Eminence, it has been repeatedly stated in this Assembly that the Holy See has been the laureate in spreading human values, and the goals of the Holy See and the Council of Europe are very similar in that respect. What is your opinion on the rapid expansion of the Council of Europe? Do you see any threat in this expansion? Will the expansion reduce the quality and high standards of this Organisation?

Mr ATKINSON (United Kingdom)

My question is about the future of Jerusalem. I asked King Hussein yesterday whether he accepted the Vatican plan and he responded by saying that the old city and the holy places should belong to all religions and should come under no one sovereignty. Is the Holy See promoting the principle of the internationalisation of the old city of Jerusalem as part of the current peace process?
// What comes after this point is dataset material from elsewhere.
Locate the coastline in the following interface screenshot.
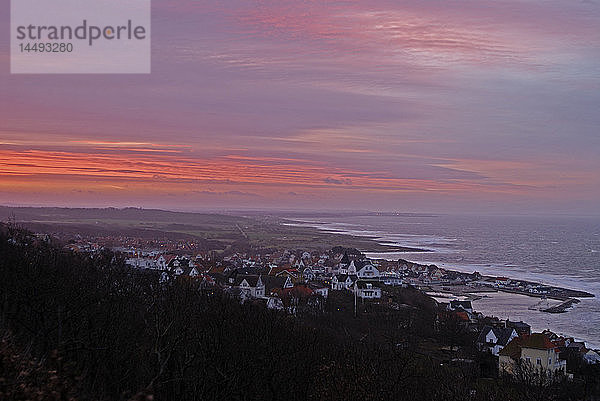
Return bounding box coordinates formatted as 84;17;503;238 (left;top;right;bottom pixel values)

Mr WIELOWIEYSKI (Poland) (translation)

Your Eminence, the encyclicals are very clear about the need to form effective supranational structures. Our great predecessors, the fathers of Europe, were generally intelligent Christians who wanted to found European unity on Christian traditions and principles.

Recently, however, there seems to have been strong resistance in certain countries, especially in Christian and indeed Catholic circles, to further European integration. The reasons are multiple. What is your opinion of this phenomenon?

Mr LA RUSSA (Italy)

Your Eminence, with reference to the Holy Father’s journey to Africa, I believe that the Church’s evangelism is bound to lead to a more staunch defence of human rights in one continent. How many years will it take for Africa to have an organisation like ours, rigorous in its choice of members which must be genuine democracies? Is the Church also endeavouring to attain this goal?

Mr ARATA (Italy) (translation)

Mr President, Your Eminence, I would just like to make one brief comment. We must acknowledge that under your guidance, especially at the conferences in Copenhagen, Rio de Janeiro and Beijing, considerable impetus has been given to the political debate mapping out the way forward for the next millennium. Where, in the opinion of the Holy See, does development policy for the Mediterranean fit in, this being an area where three religious wars are now in progress? What is the Holy See’s vision of real development in the Mediterranean area?

His Eminence, Secretary of State of the Holy See (translation)

Mr President, Mrs Jaani, the Council of Europe must include as many countries as possible, because this will help to create a new Europe able to give much to all concerned. I do not think that the Holy See has any difficulty in accepting this.

Mr Atkinson, you asked for clarification regarding the future of Jerusalem and, above all, of whether the Holy See is endeavouring to secure the internationalisation of the whole city. I must point out that reference has never been made to the whole city, but to the old part of the city, within the walls. Furthermore, the term “internationalisation” has not been used for some time; instead there has been talk of the need for international guarantees. In fact the Holy See recommends that Jerusalem should be shared by everyone and not divided.

Mr Jeszenszky, have no fear. Of course the spread of a united Europe can give rise to problems in some nations. Even if clergymen sometimes express a poor opinion of the West, this is a moral, not a political opinion.

Mr La Russa, the Pope’s visit to Africa was very cheering. The Holy Father is not pessimistic, but optimistic about Africa, because he sees peoples who are making progress. The Pope noted the tragedy of the dictatorship in Nairobi and the violations of human rights in Kenya, and he has given much thought to the tragic situation of the refugees from Rwanda and Burundi. I think that his visit was most constructive.

I doubt whether the conflicts in the Mediterranean, to which Mr Arata referred, can be defined as religious. The war in the Balkans is about power, with one group wanting to dominate another; it is not a struggle between religions. It is not a civil war, but a war against civilians. I would not therefore talk of a religious war, but of the eternal lust for power.

THE PRESIDENT (translation)

Your Eminence must have beaten an all-time record. It is very rare for us to put twenty questions to a guest speaker. So it is not surprising that we are now running a little behind schedule.